Luwin alzò la voce: «Un vero principe accoglierebbe di buon grado…».

«Aahu-uuuuuuuuuuuuuuu» Bran ululò più forte. «Uuu-uuuuuuuuuuuuu.»

Il maestro si arrese. «Come vuoi, piccolo» e con un’espressione a metà tra la compassione e il disgusto lasciò la stanza.

Una volta che Bran fu di nuovo solo, ululare non fu più altrettanto eccitante. Dopo un po’, finì con l’acquietarsi. “Certo che li ho accolti di buon grado” rimuginò Bran, pieno di risentimento. “Mi sono comportato come il lord di Grande Inverno, come un vero lord, Luwin non può dire il contrario.” Quando i Walder erano arrivati dalle Torri Gemelle, era stato Rickon, il suo fratellino di quattro anni, a non volerli al castello. Si era messo a urlare che voleva sua madre e suo padre e suo fratello Robb, non quegli estranei. Era toccato a Bran cercare di calmarlo e dare il benvenuto ai Walder. Aveva offerto loro carne, idromele e un posto accanto al focolare.

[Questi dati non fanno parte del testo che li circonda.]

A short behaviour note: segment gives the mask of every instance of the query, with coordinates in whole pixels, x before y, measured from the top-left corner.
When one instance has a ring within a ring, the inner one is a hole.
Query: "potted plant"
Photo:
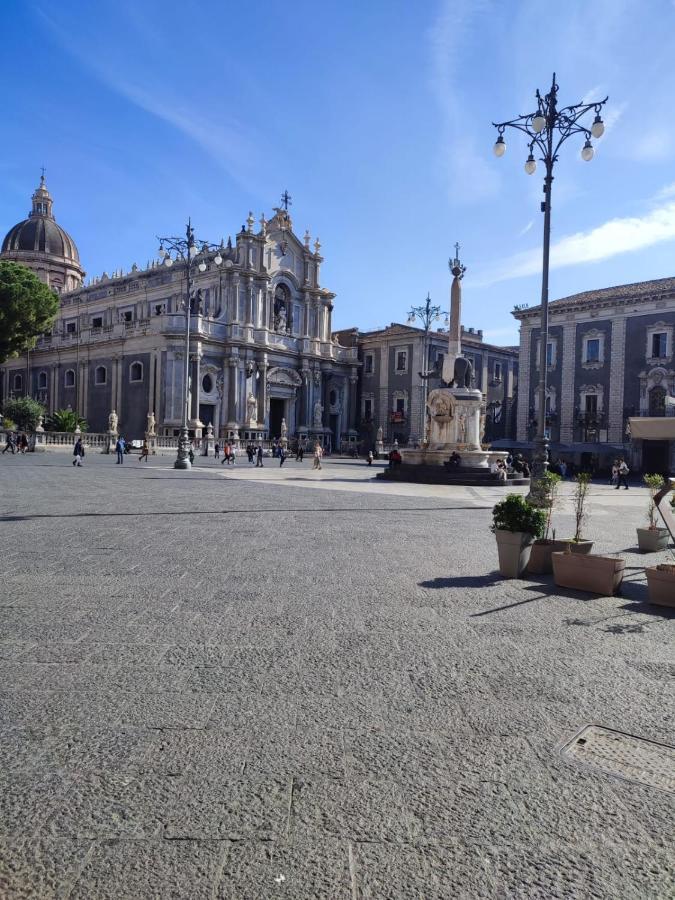
[[[647,506],[647,528],[638,528],[638,546],[643,553],[655,553],[657,550],[668,549],[668,529],[656,524],[656,504],[654,497],[663,487],[661,475],[645,475],[642,479],[649,491],[649,505]]]
[[[535,538],[542,537],[546,511],[520,494],[508,494],[492,510],[492,531],[497,538],[499,574],[518,578],[525,571]]]
[[[553,571],[551,554],[554,550],[563,549],[562,542],[556,541],[555,539],[555,530],[552,532],[553,538],[549,538],[549,534],[551,534],[551,517],[553,515],[553,507],[555,506],[558,499],[558,488],[560,487],[561,481],[562,478],[560,477],[560,475],[551,471],[545,472],[544,475],[542,475],[542,477],[539,479],[538,493],[542,497],[547,498],[547,505],[544,510],[546,514],[544,536],[541,538],[537,538],[532,543],[530,560],[527,564],[527,571],[532,572],[535,575],[544,575],[547,572]],[[561,546],[558,546],[559,544]]]
[[[649,602],[655,606],[675,607],[675,557],[670,562],[646,568],[645,575]]]
[[[586,499],[591,476],[581,472],[575,481],[574,538],[564,542],[564,551],[554,550],[551,554],[553,580],[559,587],[610,596],[621,587],[626,562],[614,556],[590,552],[593,541],[584,541],[581,531],[587,519]]]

In seguito, perfino maestro Luwin lo aveva lodato per come si era comportato.

Ma questo era stato prima del gioco.

Il gioco si faceva con un tronco d’albero, un lungo bastone, dell’acqua e urla in quantità. L’acqua, Walder e Walder assicurarono a Bran, era la cosa più importante. Al posto del tronco si poteva usare un’asse, o anche delle pietre affioranti: invece del bastone lungo andava bene anche un ramo. Non era nemmeno necessario urlare. Ma senza acqua, il gioco non si poteva fare. Dal momento che maestro Luwin e ser Rodrik non permettevano loro d’inoltrarsi nella foresta del Lupo alla ricerca di un torrente, i ragazzi dovettero accontentarsi di una delle pozze di acqua scura nel parco degli dei. Walder e Walder non avevano mai visto acqua che ribolliva dal sottosuolo, ma furono d’accordo nel dire che avrebbe addirittura reso il gioco più divertente.

Entrambi si chiamavano Walder Frey. Grande Walder diceva che c’erano torme di Walder alle Torri Gemelle, chiamati così in onore del loro nonno, lord Walder Frey. «A Grande Inverno, noi abbiamo i nostri nomi» aveva replicato Rickon in tono altezzoso nell’udire ciò.

Il gioco si svolgeva sistemando il tronco sull’acqua, con uno dei giocatori che impugnava il bastone, in bilico sulla mezzeria. Lui era il signore del guado, e quando un altro giocatore si avvicinava, lui diceva: «Sono il signore del guado, chi va là?». A quel punto, l’altro giocatore doveva fare un bel discorso, spiegando chi era e per quale motivo doveva essergli permesso di attraversare il fiume. Il signore poteva chiedere all’altro giocatore di fare giuramenti o di rispondere a domande. Non si doveva dire la verità, era chiaro, ma i giuramenti erano impegni solenni, a meno che non venisse pronunciata la parola “forsecheno”. Per cui il trucco stava nel far passare il “forsecheno” senza che il signore del guado se ne accorgesse. Dopo di che, il giocatore poteva tentare di mandare il signore del guado a mollo, in modo da diventare lui, a sua volta, signore del guado. Ma solo dopo aver detto “forsecheno”, altrimenti il giocatore era fuori gara. Il signore del guado era l’unico ad avere il bastone, e poteva gettare in acqua chiunque volesse in qualsiasi momento.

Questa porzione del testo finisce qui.